Dopo uno spettacolare primo round, gli organizzatori hanno abbassato significativamente il livello medio di prestazione nel secondo round semplicemente estendendolo a quattro buche e mantenendo il green veloce.
Lo US Open, organizzato dalla United States Golf Association (USGA), si sta svolgendo quest'anno sul percorso North, par 70, del Los Angeles Country Club. Nel primo round, il 15 giugno, Rickie Fowler e Xander Schauffele hanno realizzato un punteggio di 62 colpi, stabilendo congiuntamente un nuovo record per il giro più veloce di 18 buche nella storia dello US Open. Il precedente record era di 63 colpi, stabilito da Johnny Miller nel round finale, che gli assicurò la vittoria nel torneo del 1963.
Il riepilogo professionale complessivo del primo round di quest'anno mostra anche un punteggio medio di 71,328, migliore del precedente record di 72,29 stabilito nel 1993, con sei giocatori che hanno realizzato 65 colpi o meno, il numero più alto da quando il campo è stato inaugurato nel 1895.
Al termine del primo round, il direttore del torneo USGA ha dichiarato che il percorso del secondo round, previsto per il 16 giugno, sarebbe stato più impegnativo, ma non eccessivamente difficile. Seguendo tale indicazione, gli organizzatori hanno tagliato l'erba e rullato i green per mantenere un "punteggio più veloce" superiore a 13,0, hanno riposizionato le buche e aumentato la lunghezza delle buche 3, 7, 10 e 11. Di conseguenza, la lunghezza totale del percorso è aumentata a 7.423 yard, con un incremento di 171 yard rispetto al primo round.
Secondo tale modifica, le buche 7 e 11, pur essendo entrambe par 3, si avvicinano entrambe alla lunghezza di 300 yard.
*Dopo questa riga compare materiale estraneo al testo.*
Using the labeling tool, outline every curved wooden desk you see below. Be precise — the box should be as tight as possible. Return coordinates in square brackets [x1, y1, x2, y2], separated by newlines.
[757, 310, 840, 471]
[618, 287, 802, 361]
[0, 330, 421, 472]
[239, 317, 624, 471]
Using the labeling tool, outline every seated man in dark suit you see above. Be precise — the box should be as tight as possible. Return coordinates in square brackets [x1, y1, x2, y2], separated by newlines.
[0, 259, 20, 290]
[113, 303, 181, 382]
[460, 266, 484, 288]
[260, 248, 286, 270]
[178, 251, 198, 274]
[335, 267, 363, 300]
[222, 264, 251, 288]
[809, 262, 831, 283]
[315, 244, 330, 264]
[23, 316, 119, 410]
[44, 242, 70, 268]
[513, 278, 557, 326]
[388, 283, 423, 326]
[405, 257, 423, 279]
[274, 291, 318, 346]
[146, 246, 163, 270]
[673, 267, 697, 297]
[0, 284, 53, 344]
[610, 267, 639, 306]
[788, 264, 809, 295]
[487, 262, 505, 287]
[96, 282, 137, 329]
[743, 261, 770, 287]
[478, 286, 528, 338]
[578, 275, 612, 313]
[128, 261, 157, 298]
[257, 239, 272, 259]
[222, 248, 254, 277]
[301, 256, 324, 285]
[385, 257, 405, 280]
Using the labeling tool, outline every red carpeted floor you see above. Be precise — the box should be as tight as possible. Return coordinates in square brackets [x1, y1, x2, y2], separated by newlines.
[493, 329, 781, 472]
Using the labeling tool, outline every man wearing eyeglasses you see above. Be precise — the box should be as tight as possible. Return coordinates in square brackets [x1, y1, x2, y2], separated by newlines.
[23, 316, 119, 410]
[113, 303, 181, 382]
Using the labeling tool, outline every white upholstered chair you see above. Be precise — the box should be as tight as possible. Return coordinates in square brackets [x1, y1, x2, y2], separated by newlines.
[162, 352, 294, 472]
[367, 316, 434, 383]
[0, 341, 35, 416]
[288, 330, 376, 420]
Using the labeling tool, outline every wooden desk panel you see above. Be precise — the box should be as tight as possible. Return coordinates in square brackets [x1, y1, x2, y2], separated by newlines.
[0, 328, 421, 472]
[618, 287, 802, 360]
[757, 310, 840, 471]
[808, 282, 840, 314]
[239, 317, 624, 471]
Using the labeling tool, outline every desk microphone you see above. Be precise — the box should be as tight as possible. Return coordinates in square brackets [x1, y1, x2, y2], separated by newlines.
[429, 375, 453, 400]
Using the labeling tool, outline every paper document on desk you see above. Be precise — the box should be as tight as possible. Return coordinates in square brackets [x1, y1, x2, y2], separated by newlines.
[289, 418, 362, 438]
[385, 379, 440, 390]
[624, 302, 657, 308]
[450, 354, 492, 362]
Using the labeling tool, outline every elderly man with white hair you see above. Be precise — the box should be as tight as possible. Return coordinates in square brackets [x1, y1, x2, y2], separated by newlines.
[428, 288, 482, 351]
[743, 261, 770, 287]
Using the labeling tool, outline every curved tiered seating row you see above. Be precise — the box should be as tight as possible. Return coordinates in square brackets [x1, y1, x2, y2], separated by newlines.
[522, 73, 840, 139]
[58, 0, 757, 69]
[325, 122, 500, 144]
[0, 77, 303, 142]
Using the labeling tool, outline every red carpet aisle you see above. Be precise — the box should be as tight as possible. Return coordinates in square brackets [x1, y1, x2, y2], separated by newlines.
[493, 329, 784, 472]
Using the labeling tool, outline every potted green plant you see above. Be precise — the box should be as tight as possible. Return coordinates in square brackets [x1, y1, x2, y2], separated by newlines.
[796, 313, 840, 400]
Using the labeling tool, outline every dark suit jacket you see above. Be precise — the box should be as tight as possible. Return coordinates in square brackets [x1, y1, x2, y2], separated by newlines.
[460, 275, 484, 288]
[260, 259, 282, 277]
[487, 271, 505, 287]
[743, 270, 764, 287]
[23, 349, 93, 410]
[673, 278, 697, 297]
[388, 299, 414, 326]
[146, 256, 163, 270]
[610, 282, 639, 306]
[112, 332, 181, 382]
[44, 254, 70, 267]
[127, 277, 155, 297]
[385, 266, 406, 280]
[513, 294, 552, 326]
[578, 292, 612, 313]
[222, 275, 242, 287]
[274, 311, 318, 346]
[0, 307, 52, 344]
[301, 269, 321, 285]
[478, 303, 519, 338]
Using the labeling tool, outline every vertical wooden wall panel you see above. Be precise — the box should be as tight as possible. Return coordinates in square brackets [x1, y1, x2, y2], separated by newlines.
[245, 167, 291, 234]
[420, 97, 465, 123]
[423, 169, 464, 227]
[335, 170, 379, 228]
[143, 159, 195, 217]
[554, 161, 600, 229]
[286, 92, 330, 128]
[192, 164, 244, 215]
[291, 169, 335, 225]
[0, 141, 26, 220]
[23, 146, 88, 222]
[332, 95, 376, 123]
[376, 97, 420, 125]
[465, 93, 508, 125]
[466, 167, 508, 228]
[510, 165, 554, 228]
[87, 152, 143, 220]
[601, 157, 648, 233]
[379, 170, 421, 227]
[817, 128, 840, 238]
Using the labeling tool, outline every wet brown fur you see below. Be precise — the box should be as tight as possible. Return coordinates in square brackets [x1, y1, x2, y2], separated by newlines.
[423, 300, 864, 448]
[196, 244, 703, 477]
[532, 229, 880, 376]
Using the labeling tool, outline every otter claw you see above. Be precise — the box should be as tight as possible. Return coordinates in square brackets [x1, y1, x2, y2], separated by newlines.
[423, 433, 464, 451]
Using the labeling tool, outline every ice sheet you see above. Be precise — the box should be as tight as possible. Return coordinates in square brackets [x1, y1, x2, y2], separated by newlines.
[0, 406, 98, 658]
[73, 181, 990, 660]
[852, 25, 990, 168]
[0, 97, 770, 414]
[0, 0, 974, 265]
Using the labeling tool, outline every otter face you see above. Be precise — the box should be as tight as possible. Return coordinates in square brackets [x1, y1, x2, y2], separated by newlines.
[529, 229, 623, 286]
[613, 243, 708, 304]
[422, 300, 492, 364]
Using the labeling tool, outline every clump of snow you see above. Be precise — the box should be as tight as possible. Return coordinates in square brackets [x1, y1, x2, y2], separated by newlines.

Si tratta di un paradosso interessante, poiché una buca di quella lunghezza, per un par 3, costringe molti giocatori a usare un legno 3 come primo colpo, incluso Andrew Putnam, quando normalmente basterebbe un ferro medio. "Ho iniziato con un legno 3 su quelle due buche e ho sperato che la palla atterrasse sul green", ha dichiarato Putnam a Golf Channel .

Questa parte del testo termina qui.